In the first ten days of December, LuxOR (Luxembourg Operational Research Unit) held the third and last module of its first SORT IT (Structured Operational Research Training Initiative) in French, launched in Kinshasa exactly one year ago. The closing module was held in Abidjan, Ivory Coast, where students, coming from five different MSF projects in Francophone Africa and the Caribbean, were supported by their mentors in one of the most challenging parts of a research project: the write up of a research article to be submitted to a peer reviewed scientific journal. A long journey approaches its end, in which participants acquired a set of skills allowing them to exploit project data in depth for a better understanding of their projects. Indeed, MSF staff deciding to engage in operational research do so on the basis of their own reflection related to the challenges they encounter in the projects and that they wish to overcome through an evidence-based approach.
In this edition, three studies were devoted to the analysis of the factors determining the successful management of different types of trauma in different contexts, such as knife trauma in urban violence or gunshot trauma in armed conflicts.
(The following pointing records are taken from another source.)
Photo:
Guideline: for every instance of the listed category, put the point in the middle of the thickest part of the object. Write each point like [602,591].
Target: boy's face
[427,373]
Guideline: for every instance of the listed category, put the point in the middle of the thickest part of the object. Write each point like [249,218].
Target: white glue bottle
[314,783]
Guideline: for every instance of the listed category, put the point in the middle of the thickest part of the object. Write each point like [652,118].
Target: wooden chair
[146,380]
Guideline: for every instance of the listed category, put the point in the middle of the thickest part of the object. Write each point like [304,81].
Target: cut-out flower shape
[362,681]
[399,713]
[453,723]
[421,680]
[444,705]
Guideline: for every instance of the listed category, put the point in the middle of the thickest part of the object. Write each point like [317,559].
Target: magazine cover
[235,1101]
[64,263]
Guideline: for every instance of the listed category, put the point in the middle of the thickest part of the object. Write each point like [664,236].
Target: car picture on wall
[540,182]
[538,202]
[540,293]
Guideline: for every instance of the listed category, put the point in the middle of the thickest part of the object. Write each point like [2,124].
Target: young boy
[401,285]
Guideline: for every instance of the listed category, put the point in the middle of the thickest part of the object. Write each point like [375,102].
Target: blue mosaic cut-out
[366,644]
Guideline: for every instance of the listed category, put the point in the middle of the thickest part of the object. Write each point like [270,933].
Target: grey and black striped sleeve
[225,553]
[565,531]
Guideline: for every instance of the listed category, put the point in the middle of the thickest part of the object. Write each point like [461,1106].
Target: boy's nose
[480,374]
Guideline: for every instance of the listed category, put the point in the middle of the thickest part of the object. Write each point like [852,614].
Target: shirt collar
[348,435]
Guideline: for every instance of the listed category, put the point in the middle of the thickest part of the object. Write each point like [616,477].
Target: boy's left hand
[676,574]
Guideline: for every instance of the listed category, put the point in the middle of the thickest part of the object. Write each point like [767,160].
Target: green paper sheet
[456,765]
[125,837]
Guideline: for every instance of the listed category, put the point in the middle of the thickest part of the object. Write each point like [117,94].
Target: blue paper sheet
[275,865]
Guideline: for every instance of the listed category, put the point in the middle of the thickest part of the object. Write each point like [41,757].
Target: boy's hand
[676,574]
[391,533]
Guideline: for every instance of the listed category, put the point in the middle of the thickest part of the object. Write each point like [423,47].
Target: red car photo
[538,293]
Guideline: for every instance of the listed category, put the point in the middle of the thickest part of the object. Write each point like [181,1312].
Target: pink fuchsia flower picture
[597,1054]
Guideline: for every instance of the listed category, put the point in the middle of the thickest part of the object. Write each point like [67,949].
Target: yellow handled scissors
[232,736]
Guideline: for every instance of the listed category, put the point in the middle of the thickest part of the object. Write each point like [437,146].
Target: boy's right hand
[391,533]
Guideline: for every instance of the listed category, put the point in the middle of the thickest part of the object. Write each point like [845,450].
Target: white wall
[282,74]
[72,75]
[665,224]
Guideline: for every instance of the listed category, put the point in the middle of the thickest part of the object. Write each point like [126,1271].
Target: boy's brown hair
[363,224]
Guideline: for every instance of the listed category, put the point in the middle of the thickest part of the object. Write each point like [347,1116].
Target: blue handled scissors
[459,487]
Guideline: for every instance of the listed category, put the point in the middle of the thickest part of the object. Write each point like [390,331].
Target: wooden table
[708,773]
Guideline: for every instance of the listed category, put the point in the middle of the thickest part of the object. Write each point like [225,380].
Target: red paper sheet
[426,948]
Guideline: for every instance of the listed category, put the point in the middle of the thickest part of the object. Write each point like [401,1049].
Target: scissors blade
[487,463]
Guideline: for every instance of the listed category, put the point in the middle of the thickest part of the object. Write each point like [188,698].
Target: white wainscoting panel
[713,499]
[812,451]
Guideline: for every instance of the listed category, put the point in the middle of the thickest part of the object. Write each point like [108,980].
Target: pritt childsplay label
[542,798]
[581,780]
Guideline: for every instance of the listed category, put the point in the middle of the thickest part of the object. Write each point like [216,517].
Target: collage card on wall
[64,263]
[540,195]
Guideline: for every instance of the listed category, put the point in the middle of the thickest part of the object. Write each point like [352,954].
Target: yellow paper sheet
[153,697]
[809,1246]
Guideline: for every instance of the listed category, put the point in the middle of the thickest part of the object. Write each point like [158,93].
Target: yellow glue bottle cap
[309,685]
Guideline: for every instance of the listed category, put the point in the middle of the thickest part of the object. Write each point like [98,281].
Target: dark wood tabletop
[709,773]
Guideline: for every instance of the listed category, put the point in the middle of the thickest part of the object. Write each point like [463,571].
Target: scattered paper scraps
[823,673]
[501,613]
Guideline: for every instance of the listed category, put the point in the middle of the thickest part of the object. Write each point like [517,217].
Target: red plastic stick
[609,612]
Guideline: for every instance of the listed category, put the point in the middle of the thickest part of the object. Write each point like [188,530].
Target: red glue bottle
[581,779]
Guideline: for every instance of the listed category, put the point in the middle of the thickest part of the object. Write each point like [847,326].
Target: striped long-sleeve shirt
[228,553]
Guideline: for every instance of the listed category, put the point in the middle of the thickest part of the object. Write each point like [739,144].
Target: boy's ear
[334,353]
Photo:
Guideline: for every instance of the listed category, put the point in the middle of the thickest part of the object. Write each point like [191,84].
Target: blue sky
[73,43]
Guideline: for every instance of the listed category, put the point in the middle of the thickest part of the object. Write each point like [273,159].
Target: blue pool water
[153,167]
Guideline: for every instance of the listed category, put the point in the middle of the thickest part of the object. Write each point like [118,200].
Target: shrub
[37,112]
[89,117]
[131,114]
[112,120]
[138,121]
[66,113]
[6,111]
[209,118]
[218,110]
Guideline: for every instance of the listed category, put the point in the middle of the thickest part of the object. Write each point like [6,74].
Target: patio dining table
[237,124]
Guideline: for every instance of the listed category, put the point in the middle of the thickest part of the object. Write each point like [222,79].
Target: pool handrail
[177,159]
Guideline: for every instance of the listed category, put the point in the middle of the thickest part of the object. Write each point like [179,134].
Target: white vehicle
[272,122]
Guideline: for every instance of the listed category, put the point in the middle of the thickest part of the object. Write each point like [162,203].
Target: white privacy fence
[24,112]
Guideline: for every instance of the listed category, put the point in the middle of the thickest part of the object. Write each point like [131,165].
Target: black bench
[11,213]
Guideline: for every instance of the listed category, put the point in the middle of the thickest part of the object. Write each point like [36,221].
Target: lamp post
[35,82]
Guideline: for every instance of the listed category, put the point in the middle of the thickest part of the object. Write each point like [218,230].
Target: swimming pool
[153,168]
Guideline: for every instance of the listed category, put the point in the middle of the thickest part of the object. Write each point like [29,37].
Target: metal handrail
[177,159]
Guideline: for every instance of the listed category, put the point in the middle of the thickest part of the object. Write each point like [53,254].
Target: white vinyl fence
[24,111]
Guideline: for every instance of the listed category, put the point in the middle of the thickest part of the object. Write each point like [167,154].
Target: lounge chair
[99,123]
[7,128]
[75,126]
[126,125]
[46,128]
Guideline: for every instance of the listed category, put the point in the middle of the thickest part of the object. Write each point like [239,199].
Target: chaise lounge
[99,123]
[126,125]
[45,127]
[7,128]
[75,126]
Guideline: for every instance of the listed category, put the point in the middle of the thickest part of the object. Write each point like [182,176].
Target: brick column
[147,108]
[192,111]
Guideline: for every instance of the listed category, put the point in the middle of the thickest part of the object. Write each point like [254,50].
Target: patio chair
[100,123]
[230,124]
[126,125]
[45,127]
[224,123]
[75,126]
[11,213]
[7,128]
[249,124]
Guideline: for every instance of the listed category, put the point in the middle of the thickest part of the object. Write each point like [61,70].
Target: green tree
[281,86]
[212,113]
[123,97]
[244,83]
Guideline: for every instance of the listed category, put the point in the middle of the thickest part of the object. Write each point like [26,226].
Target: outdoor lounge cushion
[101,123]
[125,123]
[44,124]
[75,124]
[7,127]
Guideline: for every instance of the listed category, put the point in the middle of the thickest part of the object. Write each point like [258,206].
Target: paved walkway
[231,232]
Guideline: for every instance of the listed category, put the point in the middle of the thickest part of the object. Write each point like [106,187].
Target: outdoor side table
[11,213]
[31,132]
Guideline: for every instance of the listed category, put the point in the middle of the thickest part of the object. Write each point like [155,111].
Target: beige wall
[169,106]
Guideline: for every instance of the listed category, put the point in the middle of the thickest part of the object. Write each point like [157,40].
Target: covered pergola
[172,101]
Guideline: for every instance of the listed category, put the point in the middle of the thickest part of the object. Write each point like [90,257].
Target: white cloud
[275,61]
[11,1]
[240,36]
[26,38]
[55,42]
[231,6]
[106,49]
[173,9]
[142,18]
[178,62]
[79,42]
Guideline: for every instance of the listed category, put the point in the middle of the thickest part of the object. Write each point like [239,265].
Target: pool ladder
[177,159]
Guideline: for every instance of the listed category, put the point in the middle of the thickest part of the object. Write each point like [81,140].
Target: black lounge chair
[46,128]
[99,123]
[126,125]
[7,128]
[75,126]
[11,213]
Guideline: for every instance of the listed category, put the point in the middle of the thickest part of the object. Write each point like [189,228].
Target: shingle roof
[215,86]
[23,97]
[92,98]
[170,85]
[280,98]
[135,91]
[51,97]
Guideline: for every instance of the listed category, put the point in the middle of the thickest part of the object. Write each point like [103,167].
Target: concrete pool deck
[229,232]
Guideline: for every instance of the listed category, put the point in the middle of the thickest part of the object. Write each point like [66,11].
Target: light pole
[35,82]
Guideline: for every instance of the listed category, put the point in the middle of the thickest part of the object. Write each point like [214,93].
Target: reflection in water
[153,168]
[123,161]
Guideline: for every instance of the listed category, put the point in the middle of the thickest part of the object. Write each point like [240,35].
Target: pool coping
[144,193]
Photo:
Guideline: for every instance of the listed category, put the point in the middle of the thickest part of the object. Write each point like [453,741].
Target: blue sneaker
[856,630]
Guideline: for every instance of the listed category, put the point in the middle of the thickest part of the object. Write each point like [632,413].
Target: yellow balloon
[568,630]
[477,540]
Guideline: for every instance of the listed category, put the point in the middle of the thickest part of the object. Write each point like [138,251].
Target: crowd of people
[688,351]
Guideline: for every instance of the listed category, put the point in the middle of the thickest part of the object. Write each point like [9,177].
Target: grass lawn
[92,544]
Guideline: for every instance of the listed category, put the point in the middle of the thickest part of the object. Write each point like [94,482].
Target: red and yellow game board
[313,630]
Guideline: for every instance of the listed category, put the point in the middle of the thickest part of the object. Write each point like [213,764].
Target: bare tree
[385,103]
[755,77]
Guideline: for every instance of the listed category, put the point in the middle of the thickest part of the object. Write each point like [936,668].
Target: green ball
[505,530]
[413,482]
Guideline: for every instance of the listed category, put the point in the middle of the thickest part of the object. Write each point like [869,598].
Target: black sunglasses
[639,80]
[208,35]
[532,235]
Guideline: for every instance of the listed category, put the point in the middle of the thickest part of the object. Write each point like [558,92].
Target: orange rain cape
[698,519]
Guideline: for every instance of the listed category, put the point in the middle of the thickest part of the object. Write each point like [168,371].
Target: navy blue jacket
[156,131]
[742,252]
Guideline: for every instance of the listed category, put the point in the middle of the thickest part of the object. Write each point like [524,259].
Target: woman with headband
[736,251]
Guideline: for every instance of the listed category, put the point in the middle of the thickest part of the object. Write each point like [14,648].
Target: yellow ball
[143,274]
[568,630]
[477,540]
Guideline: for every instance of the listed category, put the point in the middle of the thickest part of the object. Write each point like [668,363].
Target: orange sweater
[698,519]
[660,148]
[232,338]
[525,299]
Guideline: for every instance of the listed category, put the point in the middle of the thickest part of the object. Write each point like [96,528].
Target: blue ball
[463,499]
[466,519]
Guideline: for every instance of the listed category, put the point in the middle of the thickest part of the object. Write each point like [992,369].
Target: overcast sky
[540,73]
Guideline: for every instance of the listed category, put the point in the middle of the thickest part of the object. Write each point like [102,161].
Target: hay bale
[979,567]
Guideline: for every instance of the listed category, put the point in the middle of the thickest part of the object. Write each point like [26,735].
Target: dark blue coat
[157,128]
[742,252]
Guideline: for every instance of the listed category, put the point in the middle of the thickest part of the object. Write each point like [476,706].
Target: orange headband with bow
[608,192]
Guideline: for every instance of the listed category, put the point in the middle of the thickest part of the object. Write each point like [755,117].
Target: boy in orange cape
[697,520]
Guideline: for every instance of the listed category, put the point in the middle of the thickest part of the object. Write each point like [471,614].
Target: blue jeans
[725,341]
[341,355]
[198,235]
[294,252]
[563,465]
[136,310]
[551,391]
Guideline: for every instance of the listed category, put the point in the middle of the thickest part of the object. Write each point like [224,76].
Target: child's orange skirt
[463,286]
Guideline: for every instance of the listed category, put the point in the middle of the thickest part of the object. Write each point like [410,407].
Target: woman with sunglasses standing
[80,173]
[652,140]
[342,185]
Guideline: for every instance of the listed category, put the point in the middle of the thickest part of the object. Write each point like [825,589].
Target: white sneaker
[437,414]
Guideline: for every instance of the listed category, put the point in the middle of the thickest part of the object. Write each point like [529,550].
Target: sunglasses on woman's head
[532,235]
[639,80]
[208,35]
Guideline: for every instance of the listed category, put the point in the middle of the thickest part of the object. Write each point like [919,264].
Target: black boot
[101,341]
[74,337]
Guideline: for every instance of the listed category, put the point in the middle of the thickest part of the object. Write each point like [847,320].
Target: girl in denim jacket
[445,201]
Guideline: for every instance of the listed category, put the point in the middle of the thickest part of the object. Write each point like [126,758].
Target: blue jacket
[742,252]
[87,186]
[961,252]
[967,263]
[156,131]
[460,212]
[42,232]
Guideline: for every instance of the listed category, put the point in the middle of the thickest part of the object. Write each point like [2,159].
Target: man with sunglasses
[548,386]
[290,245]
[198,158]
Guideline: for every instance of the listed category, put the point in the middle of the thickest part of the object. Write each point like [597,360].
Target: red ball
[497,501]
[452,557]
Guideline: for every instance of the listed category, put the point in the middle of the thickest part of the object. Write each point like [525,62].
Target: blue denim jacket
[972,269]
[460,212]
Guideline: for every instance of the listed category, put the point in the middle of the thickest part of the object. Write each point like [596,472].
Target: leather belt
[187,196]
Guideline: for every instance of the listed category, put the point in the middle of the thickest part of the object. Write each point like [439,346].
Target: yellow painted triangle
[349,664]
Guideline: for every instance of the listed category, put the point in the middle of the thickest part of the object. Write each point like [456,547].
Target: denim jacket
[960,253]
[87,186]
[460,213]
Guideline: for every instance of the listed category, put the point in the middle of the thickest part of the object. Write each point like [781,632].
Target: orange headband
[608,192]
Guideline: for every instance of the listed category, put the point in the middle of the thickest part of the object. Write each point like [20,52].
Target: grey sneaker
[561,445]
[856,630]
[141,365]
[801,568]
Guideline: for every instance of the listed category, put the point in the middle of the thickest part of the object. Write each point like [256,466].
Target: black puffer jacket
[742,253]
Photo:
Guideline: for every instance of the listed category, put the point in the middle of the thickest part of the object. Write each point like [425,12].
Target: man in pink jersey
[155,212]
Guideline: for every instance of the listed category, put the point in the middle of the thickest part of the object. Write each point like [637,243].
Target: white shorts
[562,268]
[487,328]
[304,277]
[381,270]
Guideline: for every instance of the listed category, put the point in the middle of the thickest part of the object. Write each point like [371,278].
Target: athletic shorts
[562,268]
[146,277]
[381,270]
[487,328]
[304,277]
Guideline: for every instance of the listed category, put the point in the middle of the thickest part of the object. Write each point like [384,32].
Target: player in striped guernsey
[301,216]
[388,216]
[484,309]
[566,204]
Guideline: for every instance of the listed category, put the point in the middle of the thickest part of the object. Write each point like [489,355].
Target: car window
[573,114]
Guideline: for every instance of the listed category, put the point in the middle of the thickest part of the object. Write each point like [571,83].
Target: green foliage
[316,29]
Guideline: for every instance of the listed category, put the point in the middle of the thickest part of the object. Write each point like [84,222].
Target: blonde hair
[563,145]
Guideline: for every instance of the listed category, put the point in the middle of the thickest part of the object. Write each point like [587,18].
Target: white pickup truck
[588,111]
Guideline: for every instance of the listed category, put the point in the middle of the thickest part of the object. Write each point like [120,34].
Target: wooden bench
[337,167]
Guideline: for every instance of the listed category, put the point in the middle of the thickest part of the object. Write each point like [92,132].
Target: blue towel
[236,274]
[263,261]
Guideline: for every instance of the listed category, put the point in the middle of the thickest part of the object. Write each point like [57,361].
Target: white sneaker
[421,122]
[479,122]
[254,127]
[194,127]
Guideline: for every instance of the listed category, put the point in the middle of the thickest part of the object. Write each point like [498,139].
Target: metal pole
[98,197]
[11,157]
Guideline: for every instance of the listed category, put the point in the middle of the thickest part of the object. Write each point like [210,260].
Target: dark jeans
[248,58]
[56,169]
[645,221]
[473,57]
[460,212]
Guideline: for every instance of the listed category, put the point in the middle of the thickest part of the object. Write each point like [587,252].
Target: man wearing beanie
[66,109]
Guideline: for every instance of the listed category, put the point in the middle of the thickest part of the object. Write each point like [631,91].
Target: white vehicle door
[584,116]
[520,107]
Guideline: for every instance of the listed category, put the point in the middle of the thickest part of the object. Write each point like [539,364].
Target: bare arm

Two studies focused instead on advanced HIV management and the often lethal opportunistic infections in positive patients, like cryptococcal disease and tuberculosis, aiming to document MSF’s delivery of diagnostic services and care, and to better understand mortality risks in patients.
While just a few weeks are left before the completion of the SORT IT, in which students will finalize the write up of the articles, their work does not stop here: with support by LuxOR, they will share their findings with their colleagues and partners and jointly develop recommendations to implement in the projects. Surely, their near future also comprises engaging in new research projects to tackle more challenges, as heard directly from them.